Since I had to shuffle patches anyway, I folded in this fix. Thanks
Bart.

-- 
Jens Axboe

Re: [PATCH v2] block: Improve limiting the bio size

[Yi Zhang]

Hi Jens/Bart
CKI reproduced the boot panic issue again with the latest
linux-block/for-next[1] today, then I checked the patch 'bio: limit
bio max size'[2] found Bart's fix patch does not fold in that commit,
could you help recheck it, thanks.

[1]
Kernel repo: https://git.kernel.org/pub/scm/linux/kernel/git/axboe/linux-block.git
            Commit: ffa77af5731d - Merge branch 'for-5.13/io_uring'
into for-next
[2] bio: limit bio max size
https://git.kernel.org/pub/scm/linux/kernel/git/axboe/linux-block.git/commit/?h=for-next&id=42fb54fbc7072da505c1c59cbe9f8417feb37c27

Thanks
Yi
>
> Since I had to shuffle patches anyway, I folded in this fix.
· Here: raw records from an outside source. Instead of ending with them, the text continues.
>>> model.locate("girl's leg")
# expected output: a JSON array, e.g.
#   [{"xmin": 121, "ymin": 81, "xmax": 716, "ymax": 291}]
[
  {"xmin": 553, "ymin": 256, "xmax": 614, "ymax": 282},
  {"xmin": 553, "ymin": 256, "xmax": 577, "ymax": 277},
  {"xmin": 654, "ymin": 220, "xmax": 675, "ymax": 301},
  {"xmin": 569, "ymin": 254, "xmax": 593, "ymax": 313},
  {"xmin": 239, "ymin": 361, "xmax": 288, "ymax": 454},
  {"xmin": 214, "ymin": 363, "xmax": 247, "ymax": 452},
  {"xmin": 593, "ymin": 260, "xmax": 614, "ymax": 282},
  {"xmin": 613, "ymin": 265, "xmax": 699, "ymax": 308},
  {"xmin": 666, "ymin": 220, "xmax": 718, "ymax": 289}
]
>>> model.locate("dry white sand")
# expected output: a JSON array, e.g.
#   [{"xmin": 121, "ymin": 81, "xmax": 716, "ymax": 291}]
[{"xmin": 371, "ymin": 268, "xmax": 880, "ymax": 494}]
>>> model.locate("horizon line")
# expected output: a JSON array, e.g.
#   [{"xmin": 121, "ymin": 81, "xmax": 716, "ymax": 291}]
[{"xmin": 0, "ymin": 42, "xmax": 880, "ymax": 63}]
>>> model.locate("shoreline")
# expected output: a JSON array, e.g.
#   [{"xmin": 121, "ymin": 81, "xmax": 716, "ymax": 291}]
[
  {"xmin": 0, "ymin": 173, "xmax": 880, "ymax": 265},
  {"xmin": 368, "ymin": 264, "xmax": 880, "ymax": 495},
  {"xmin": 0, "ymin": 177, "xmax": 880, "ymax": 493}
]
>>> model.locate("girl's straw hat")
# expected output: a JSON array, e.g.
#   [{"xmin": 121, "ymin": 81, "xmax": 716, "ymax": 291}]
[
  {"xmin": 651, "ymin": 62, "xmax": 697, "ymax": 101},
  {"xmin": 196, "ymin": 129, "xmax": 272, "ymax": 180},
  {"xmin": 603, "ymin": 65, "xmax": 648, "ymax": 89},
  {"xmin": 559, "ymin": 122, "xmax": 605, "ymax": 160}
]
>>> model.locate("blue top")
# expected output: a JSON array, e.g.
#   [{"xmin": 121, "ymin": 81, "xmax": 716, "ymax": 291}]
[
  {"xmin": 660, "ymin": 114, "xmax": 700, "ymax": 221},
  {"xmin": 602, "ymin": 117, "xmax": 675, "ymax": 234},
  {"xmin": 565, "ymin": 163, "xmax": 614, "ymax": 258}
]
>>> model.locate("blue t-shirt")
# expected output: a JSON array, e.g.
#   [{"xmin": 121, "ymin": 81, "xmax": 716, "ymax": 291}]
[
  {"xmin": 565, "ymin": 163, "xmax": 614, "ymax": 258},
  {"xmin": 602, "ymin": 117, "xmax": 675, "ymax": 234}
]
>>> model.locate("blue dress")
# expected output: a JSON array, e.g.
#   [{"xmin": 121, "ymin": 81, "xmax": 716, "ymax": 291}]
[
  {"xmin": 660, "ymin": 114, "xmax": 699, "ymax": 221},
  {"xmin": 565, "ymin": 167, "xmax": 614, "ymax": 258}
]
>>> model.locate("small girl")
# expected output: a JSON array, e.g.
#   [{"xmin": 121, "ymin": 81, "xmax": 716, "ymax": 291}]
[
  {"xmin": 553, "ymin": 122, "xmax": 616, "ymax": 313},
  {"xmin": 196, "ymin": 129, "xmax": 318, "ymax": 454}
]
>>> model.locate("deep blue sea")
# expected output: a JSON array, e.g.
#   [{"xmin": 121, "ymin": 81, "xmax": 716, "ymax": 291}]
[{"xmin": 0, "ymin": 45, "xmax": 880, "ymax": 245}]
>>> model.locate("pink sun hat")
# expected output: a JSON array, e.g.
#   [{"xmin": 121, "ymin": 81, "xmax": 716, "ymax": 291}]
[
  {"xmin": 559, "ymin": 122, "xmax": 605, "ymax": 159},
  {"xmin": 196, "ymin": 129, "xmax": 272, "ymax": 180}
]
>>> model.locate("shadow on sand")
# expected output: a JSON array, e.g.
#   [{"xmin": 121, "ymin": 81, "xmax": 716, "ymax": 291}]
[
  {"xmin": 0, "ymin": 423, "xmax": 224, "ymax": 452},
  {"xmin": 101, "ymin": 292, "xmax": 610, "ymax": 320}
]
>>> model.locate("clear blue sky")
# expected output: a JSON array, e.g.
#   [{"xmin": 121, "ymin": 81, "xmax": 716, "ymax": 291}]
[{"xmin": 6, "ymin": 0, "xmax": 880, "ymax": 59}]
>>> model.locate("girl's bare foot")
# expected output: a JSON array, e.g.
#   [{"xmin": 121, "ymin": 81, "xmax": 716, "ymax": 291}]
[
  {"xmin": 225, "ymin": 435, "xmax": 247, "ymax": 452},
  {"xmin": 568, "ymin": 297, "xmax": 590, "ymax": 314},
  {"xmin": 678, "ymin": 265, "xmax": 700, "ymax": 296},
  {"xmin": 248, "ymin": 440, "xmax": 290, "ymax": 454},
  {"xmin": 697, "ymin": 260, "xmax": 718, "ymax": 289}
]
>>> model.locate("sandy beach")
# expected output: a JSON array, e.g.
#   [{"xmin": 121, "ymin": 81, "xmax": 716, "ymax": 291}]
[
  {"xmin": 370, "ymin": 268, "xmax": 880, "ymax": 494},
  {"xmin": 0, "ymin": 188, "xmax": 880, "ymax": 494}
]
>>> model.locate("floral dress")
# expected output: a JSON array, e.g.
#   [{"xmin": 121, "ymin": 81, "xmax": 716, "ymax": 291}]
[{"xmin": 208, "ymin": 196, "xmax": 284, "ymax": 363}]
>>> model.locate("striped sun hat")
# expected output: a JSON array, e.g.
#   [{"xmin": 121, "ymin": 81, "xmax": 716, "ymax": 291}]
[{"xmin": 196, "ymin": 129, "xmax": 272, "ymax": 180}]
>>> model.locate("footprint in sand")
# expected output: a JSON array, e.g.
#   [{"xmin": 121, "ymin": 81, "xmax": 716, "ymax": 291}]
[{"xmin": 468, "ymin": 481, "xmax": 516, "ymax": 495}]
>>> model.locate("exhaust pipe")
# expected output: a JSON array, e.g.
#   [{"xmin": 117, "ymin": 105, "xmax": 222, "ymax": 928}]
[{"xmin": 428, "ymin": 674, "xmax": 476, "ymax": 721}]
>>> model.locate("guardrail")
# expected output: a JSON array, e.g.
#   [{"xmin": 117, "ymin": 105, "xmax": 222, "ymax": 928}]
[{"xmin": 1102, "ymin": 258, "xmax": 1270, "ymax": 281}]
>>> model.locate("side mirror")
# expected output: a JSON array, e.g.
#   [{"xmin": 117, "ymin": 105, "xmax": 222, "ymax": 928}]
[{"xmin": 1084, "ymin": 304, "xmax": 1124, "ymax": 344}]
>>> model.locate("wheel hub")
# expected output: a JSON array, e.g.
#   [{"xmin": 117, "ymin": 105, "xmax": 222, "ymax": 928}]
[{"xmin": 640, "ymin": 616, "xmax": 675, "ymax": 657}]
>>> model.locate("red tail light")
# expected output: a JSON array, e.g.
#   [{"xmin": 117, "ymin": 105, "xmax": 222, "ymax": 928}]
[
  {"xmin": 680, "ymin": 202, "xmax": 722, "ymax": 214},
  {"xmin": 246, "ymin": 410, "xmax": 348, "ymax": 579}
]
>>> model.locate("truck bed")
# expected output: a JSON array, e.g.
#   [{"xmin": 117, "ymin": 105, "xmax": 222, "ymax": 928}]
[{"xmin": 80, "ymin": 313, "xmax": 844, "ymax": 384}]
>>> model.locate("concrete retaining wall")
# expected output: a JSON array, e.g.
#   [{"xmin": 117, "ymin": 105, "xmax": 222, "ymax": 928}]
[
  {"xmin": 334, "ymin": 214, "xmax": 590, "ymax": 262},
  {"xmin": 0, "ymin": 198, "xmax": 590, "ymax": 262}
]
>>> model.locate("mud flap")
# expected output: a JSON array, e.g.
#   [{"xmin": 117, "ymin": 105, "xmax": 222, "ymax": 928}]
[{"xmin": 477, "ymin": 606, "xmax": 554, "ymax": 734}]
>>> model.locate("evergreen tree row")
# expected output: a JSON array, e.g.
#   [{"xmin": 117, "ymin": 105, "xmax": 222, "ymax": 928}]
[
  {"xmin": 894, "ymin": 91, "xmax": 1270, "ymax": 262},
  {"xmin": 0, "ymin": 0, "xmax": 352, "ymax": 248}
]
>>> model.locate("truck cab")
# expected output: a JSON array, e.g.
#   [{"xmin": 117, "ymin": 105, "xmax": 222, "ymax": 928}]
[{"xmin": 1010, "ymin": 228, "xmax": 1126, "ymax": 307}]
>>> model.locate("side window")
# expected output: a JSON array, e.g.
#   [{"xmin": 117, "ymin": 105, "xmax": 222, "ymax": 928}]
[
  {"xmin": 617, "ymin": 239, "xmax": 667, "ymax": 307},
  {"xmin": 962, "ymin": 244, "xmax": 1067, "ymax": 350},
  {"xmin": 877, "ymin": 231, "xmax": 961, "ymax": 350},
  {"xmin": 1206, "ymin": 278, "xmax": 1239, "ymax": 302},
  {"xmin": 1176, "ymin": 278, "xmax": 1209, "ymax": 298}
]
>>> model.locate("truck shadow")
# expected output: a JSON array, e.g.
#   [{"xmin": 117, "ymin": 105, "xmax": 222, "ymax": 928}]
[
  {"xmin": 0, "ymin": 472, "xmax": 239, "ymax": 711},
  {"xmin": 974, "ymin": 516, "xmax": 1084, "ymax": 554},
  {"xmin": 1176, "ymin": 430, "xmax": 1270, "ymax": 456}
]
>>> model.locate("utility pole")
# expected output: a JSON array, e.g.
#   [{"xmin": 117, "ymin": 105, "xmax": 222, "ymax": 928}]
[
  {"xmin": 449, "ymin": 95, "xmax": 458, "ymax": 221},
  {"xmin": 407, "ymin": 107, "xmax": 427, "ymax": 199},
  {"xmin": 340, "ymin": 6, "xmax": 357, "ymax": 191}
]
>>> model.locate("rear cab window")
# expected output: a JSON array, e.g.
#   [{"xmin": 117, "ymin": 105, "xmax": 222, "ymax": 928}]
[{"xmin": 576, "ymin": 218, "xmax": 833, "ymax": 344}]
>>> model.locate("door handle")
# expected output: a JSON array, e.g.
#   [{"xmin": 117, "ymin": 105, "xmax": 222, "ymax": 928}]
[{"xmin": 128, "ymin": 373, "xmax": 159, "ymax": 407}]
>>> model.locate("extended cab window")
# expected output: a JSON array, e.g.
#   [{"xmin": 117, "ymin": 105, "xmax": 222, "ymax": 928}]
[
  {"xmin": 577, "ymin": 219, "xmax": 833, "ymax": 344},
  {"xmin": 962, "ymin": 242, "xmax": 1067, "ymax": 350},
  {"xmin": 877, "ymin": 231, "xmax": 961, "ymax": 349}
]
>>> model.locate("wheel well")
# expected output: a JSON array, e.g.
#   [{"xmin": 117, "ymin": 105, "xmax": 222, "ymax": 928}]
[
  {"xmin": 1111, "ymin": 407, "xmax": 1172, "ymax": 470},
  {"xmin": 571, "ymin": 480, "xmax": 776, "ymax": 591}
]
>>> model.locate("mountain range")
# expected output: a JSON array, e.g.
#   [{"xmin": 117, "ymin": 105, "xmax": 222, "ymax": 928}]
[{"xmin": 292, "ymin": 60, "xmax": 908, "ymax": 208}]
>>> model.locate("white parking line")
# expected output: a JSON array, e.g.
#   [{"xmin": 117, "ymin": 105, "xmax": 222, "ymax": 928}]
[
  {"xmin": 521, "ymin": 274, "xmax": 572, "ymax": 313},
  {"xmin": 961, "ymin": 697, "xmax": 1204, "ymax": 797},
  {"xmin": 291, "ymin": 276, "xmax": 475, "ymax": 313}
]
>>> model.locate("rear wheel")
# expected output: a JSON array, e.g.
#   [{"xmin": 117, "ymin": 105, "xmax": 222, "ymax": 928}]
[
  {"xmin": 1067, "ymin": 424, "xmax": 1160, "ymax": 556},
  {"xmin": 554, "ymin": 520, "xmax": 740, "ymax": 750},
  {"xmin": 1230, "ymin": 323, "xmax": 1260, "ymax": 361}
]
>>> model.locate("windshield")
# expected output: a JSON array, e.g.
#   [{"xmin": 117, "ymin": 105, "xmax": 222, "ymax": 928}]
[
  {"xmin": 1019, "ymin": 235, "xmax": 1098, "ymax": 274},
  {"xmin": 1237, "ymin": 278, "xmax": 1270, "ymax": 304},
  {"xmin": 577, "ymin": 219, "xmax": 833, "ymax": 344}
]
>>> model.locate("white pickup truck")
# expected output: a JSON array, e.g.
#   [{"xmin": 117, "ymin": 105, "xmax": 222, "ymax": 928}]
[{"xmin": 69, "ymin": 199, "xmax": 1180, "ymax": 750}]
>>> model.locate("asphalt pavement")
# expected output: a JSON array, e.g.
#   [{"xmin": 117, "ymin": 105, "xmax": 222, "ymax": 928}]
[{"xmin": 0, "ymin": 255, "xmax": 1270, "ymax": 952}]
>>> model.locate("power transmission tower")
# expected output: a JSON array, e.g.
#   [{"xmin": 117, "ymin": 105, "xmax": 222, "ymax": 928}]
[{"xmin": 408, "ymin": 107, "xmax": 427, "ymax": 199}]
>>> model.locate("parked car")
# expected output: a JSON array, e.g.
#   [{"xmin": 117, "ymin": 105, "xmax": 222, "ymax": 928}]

Thanks
> Bart.
>
> --
> Jens Axboe
>

Re: [PATCH v2] block: Improve limiting the bio size

[Changheun Lee]

> Hi Jens/Bart
> CKI reproduced the boot panic issue again with the latest
> linux-block/for-next[1] today, then I checked the patch 'bio: limit
> bio max size'[2] found Bart's fix patch does not fold in that commit,
> could you help recheck it, thanks.
> 
> [1]
> Kernel repo: https://git.kernel.org/pub/scm/linux/kernel/git/axboe/linux-block.git
> Commit: ffa77af5731d - Merge branch 'for-5.13/io_uring'
> into for-next
> [2] bio: limit bio max size
> https://git.kernel.org/pub/scm/linux/kernel/git/axboe/linux-block.git/commit/?h=for-next&id=42fb54fbc7072da505c1c59cbe9f8417feb37c27
> 
> Thanks
> Yi
> >
> > Since I had to shuffle patches anyway, I folded in this fix. Thanks
> > Bart.
> >
> > --
> > Jens Axboe
> >

Should we check queue point in bio_max_size()?
__device_add_disk() can be called with "register_queue=false" like as
device_add_disk_no_queue_reg(). How about below?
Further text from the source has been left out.